The Recovery Rally In Energy Markets Continues For A 3rd Day

The recovery rally in energy markets continues for a 3rd day with refined product futures both up more than a dime off of the multi-month lows we saw Wednesday morning. The DJIA broke 40,000 for the first time ever Thursday, and while it pulled back yesterday, US equity futures are suggesting the market will open north of that mark this morning, adding to the sends of optimism in the market.

Despite the bounce in the back half of the week, the weekly charts for both RBOB and ULSD are still painting a bearish outlook with a lower high and lower low set this week unless the early rally this morning can pick up steam in the afternoon. It does seem like the cycle of liquidation from hedge funds has ended however, so it would appear to be less likely that we’ll see another test of technical support near term after this bounce.

Ukraine hit another Russian refinery with a drone strike overnight, sparking a fire at Rosneft’s 240mb/day Tuapse facility on the black sea. That plant was one of the first to be struck by Ukrainian drones back in January and had just completed repairs from that strike in April. The attack was just one part of the largest drone attack to date on Russian energy infrastructure overnight, with more than 100 drones targeting power plants, fuel terminals and two different ports on the Black Sea. I guess that means Ukraine continues to politely ignore the White House request to stop blowing up energy infrastructure in Russia.

Elsewhere in the world where lots of things are being blown up: Several reports of a drone attack in Israel’s largest refining complex (just under 200kbd) made the rounds Thursday, although it remains unclear how much of that is propaganda by the attackers and if any impact was made on production.

The LA market had 2 different refinery upsets Thursday. Marathon reported an upset at the Carson section of its Los Angeles refinery in the morning (the Carson facility was combined with the Wilmington refinery in 2019 and now reports as a single unit to the state, but separately to the AQMD) and Chevron noted a “planned” flaring event Thursday afternoon. Diesel basis values in the region jumped 6 cents during the day. Chicago diesel basis also staged a recovery rally after differentials dropped past a 30 cent discount to futures earlier in the week, pushing wholesale values briefly below $2.10/gallon.

So far there haven’t been any reports of refinery disruptions from the severe weather than swept across the Houston area Thursday. Valero did report a weather-related upset at its Mckee refinery in the TX panhandle, although it appears they avoided having to take any units offline due to that event.

The Panama Canal Authority announced it was increasing its daily ship transit level to 31 from 24 as water levels in the region have recovered following more than a year of restrictions. That’s still lower than the 39 ships/day rate at the peak in 2021, but far better than the low of 18 ships per day that choked transit last year.

Click here to download a PDF of today's TACenergy Market Talk.

Pivotal Week For Price Action
Market TalkThursday, May 16 2024

Energy Prices Found A Temporary Floor After Hitting New Multi-Month Lows Wednesday

Energy prices found a temporary floor after hitting new multi-month lows Wednesday morning as a rally to record highs in US equity markets and a modestly bullish DOE report both seemed to encourage buyers to step back into the ring.

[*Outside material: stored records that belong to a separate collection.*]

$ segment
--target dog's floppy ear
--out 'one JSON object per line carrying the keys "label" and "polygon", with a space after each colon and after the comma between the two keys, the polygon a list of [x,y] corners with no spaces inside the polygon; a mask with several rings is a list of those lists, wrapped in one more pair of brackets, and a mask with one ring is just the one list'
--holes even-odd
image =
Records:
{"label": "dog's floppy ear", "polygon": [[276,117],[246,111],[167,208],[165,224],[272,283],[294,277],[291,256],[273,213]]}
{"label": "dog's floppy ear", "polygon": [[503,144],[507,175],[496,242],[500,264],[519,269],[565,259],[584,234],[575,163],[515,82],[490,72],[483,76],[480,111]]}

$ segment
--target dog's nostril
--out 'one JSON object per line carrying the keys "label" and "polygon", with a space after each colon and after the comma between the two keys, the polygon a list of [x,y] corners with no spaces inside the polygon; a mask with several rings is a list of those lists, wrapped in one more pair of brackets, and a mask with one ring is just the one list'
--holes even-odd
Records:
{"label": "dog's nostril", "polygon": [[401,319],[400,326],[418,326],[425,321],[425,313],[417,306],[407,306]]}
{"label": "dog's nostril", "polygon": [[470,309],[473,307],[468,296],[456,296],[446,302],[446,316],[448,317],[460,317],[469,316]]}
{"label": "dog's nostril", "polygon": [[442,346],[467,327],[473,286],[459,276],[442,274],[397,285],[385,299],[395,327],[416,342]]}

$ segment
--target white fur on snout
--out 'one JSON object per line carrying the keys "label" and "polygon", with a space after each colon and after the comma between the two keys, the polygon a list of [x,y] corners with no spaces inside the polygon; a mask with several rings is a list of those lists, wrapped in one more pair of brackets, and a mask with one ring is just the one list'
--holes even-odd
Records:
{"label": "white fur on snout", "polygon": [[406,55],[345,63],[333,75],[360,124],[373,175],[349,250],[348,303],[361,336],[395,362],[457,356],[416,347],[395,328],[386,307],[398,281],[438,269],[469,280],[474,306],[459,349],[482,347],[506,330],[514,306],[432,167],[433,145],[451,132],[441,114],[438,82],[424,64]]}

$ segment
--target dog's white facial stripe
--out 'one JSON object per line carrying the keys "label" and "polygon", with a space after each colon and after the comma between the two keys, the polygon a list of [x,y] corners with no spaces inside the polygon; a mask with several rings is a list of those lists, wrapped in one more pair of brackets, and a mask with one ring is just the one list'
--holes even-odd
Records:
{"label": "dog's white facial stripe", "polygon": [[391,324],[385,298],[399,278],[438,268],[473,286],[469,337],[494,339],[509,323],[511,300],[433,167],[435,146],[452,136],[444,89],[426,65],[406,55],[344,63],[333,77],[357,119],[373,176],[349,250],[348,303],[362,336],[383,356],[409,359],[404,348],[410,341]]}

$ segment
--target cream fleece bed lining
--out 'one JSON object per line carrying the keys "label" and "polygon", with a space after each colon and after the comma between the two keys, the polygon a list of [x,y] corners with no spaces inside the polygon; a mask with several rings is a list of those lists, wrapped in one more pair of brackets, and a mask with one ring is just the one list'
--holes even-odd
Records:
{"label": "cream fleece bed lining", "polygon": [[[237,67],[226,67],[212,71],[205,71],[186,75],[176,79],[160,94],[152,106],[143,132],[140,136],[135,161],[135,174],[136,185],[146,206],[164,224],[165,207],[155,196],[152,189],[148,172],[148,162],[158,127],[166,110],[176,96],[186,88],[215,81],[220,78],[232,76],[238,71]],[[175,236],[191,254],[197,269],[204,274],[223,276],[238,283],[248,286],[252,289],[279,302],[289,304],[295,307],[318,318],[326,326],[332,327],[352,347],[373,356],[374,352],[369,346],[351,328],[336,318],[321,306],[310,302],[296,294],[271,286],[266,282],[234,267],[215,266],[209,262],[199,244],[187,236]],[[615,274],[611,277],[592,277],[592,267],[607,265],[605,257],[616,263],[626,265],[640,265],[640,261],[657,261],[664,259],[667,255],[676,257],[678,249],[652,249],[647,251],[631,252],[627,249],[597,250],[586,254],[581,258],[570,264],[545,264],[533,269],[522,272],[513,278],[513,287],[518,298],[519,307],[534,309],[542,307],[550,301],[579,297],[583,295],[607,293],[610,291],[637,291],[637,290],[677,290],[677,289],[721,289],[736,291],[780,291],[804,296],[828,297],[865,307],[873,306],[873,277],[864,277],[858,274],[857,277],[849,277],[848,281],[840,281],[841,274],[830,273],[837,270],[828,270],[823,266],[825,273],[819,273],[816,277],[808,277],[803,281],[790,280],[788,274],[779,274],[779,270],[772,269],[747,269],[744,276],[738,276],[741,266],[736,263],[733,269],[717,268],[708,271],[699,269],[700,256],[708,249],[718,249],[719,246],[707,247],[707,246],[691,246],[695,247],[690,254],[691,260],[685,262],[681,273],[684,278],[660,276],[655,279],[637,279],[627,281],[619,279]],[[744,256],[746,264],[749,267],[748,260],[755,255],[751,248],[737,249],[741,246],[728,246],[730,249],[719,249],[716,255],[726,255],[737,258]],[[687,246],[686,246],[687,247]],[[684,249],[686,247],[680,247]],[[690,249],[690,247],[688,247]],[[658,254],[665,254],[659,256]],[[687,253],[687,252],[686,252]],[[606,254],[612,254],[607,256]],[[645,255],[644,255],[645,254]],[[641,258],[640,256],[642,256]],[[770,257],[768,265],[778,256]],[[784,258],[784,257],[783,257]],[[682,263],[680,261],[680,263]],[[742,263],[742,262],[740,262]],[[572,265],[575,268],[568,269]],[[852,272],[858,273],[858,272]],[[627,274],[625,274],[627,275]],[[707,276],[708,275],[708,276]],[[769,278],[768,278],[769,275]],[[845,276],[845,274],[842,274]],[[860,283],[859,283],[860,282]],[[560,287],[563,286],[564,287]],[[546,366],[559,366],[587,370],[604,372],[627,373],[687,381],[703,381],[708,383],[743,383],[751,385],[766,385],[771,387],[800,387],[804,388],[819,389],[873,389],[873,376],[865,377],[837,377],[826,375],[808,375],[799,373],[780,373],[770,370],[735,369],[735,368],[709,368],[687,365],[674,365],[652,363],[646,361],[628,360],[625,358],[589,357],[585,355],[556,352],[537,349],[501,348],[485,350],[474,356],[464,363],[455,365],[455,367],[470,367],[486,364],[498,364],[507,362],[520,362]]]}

RBOB and ULSD futures both bounced more than 6 cents off of their morning lows, following a CPI report that eased inflation fears and boosted hopes for the stock market’s obsession of the FED cutting interest rates. Even though the correlation between energy prices and equities and currencies has been weak lately, the spillover effect on the bidding was clear from the timing of the moves Wednesday.

The DOE’s weekly report seemed to add to the optimism seen in equity markets as healthy increases in the government’s demand estimates kept product inventories from building despite increased refinery runs.

PADD 3 diesel stocks dropped after large increases in each of the past 3 weeks pushed inventories from the low end of their seasonal range to average levels. PADD 2 inventories remain well above average which helps explain the slump in mid-continent basis values over the past week. Diesel demand showed a nice recovery on the week and would actually be above the 5 year average if the 5% or so of US consumption that’s transitioned to RD was included in these figures.

Gasoline inventories are following typical seasonal patterns except on the West Coast where a surge in imports helped inventories recover for a 3rd straight week following April’s big basis rally.

Refiners for the most part are also following the seasonal script, ramping up output as we approach the peak driving demand season which unofficially kicks off in 10 days. PADD 2 refiners didn’t seem to be learning any lessons from last year’s basis collapse and rapidly increased run rates last week, which is another contributor to the weakness in midwestern cash markets. One difference this year for PADD 2 refiners is the new Transmountain pipeline system has eroded some of their buying advantage for Canadian crude grades, although those spreads so far haven’t shrunk as much as some had feared.

Meanwhile, wildfires are threatening Canada’s largest oil sands hub Ft. McMurray Alberta, and more than 6,000 people have been forced to evacuate the area. So far no production disruptions have been reported, but you may recall that fires in this region shut in more than 1 million barrels/day of production in 2016, which helped oil prices recover from their slump below $30/barrel.

California’s Air Resources Board announced it was indefinitely delaying its latest California Carbon Allowance (CCA) auction – in the middle of the auction - due to technical difficulties, with no word yet from the agency when bidders’ security payments will be returned, which is pretty much a nice microcosm for the entire Cap & Trade program those credits enable.